L’ex direttore di Macchia Soprana coinvolto, ma Marino si difende: “Mai commesso reati”

La discarica di Macchia Soprana è nella maxi inchiesta della Procura di Napoli. Questo è solo uno dei tanti filoni che la magistratura sta vagliando anche a sud di Salerno. Sulle modalitá di smaltimento del percolato che ha coinvolto anche l’ex prefetto Corrado Catenacci. Nelle novecento pagine di ordinanza i pubblici ministeri ripercorrono il ciclo integrato dei rifiuti solidi urbani prodotti in Campania tra il 2006 e il 2008, elencando gli impianti pubblici di depurazione che non avevano l’autorizzazione allo smaltimento.

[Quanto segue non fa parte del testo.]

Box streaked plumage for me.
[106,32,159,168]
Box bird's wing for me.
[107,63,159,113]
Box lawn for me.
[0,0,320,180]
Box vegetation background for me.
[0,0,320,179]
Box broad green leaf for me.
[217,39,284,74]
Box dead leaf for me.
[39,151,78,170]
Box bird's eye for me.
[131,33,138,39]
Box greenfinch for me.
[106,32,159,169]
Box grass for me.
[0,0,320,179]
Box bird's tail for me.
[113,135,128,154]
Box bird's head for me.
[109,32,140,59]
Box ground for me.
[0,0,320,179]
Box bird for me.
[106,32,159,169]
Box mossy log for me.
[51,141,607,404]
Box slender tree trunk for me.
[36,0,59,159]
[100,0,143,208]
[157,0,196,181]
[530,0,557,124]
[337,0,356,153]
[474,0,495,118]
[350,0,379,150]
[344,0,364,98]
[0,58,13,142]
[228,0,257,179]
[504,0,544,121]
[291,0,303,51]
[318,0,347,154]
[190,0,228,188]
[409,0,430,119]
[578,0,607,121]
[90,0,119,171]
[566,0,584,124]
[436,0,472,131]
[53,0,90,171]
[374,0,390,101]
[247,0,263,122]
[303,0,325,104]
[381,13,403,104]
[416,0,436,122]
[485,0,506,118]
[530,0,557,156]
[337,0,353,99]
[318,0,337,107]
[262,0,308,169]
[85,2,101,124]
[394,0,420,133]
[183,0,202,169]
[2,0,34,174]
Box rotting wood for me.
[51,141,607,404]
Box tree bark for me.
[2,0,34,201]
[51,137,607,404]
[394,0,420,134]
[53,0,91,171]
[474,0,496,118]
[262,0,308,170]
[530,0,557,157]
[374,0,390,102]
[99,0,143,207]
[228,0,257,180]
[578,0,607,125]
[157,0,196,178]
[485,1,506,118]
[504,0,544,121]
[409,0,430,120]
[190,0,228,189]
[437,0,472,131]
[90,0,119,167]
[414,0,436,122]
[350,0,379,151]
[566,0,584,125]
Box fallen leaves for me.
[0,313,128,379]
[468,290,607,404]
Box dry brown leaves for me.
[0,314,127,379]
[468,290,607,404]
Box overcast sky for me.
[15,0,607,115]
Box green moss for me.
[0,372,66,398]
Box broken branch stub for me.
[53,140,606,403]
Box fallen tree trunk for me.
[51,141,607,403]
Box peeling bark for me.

E nelle trascrizioni delle intercettazioni telefoniche tra gli arrestati Generoso Schiavone, ex responsabile del ciclo integrato della depurazione della Regione, Antonio Recano, ex commissario di governo e altri interlocutori, spunta più volte il nome del sito di Serre.

Così, con l’accusa di associazione a delinquere e concorso formale, è stato inserito nel registro degli indagati dai pm napoletani anche l’ex direttore della discarica di Serre, Michele Marino noto professionista, figlio dell’attuale sindaco di Capaccio, Pasquale Marino. Insieme a lui Felice Moscariello, titolare dell’omonima azienda che ha in gestione lo smaltimento del percolato nel sito di Macchia Soprana.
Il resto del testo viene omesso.